The sizeless web

January 22, 2023

In the 1990s desktop computers had relatively small screens. We used tables to layout pixel-perfect 800-pixel-wide designs. Time passed and screen sizes got larger. We used CSS to layout pixel perfect 1024 pixel-wide designs. The iPhone arrived and we decided the internet had two sizes, desktop, and mobile. We used media queries to lay out a mobile layout of 320 pixels and kept the desktop layout of 1024 pixels.

We have functionally stopped there (excluding some adjusting of our preferred pixel widths). The average web designer still seems to have accepted that the internet has two and only two sizes. Overachievers may identify a third size of "tablet". Frameworks may give us a few more sizes that are largely ignored. Regardless, designing for more than two sizes was just too big of an ask.

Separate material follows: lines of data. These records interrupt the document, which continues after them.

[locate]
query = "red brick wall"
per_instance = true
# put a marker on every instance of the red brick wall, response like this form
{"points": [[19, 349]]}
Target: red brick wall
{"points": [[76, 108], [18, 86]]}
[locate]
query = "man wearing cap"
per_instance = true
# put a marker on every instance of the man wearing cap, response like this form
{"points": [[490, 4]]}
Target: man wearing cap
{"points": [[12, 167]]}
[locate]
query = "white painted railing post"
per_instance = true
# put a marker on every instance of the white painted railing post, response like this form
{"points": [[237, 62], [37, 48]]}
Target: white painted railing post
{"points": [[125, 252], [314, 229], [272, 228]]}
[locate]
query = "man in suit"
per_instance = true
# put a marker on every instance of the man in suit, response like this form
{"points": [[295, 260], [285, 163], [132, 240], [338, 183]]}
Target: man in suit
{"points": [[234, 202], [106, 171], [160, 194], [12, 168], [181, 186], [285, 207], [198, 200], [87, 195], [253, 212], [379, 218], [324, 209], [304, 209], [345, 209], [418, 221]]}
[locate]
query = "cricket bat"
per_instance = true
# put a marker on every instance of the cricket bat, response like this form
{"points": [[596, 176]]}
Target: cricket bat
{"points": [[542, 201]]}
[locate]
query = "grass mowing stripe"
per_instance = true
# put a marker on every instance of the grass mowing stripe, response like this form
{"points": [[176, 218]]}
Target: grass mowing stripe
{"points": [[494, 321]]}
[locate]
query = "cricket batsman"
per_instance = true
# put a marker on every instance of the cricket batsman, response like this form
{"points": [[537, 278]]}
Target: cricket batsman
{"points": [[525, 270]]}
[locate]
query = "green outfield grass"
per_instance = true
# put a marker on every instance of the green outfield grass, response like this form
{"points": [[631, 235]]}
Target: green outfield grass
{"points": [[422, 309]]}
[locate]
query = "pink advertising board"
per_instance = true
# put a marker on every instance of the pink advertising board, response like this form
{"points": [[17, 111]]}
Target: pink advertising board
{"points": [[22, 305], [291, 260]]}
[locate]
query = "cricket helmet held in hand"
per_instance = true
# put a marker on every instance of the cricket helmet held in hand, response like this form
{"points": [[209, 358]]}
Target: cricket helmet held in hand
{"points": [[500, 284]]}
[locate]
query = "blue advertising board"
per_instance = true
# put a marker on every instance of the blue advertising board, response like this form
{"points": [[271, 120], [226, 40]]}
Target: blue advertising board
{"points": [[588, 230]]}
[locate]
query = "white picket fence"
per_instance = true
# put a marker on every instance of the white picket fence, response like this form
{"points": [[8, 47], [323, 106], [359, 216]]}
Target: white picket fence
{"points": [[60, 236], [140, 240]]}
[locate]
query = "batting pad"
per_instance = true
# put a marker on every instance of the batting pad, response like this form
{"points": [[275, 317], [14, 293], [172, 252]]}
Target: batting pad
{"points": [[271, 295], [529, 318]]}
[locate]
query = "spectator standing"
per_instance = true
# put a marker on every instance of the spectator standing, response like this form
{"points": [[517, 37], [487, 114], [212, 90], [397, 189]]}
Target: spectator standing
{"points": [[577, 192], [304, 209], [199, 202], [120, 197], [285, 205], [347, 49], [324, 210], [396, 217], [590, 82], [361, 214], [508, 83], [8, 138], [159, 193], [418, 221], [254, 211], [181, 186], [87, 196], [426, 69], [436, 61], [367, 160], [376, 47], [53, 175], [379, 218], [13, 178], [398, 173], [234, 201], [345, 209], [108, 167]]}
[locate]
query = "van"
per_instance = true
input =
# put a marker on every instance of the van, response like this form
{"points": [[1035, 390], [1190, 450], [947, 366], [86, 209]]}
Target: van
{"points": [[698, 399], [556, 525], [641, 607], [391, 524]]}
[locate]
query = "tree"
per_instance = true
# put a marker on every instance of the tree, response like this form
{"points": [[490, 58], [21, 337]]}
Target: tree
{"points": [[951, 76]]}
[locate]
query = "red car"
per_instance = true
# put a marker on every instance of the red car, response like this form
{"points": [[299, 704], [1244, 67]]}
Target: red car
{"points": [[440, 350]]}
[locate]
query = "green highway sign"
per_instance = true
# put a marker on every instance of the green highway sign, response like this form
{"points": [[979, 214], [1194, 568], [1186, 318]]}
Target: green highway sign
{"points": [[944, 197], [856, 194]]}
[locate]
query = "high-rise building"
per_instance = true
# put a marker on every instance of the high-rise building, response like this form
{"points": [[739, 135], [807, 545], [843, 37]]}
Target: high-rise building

I actually agree, asking designers to design for an ever-increasing number of screen sizes is unreasonable. In fact, I believe designing for two unique sizes is unreasonable. Instead, I advocate for a screen size agnostic web design philosophy.

The web is an inherently responsive (and even mobile-friendly) medium. Our idolization of pixel-perfect layouts led us to sacrifice what makes the web uniquely powerful, and we still haven't recovered. The way out is not designing for more screens. The way out is to intentionally design for the web as it is instead of accidentally designing for the (two-sized) web we wish it was.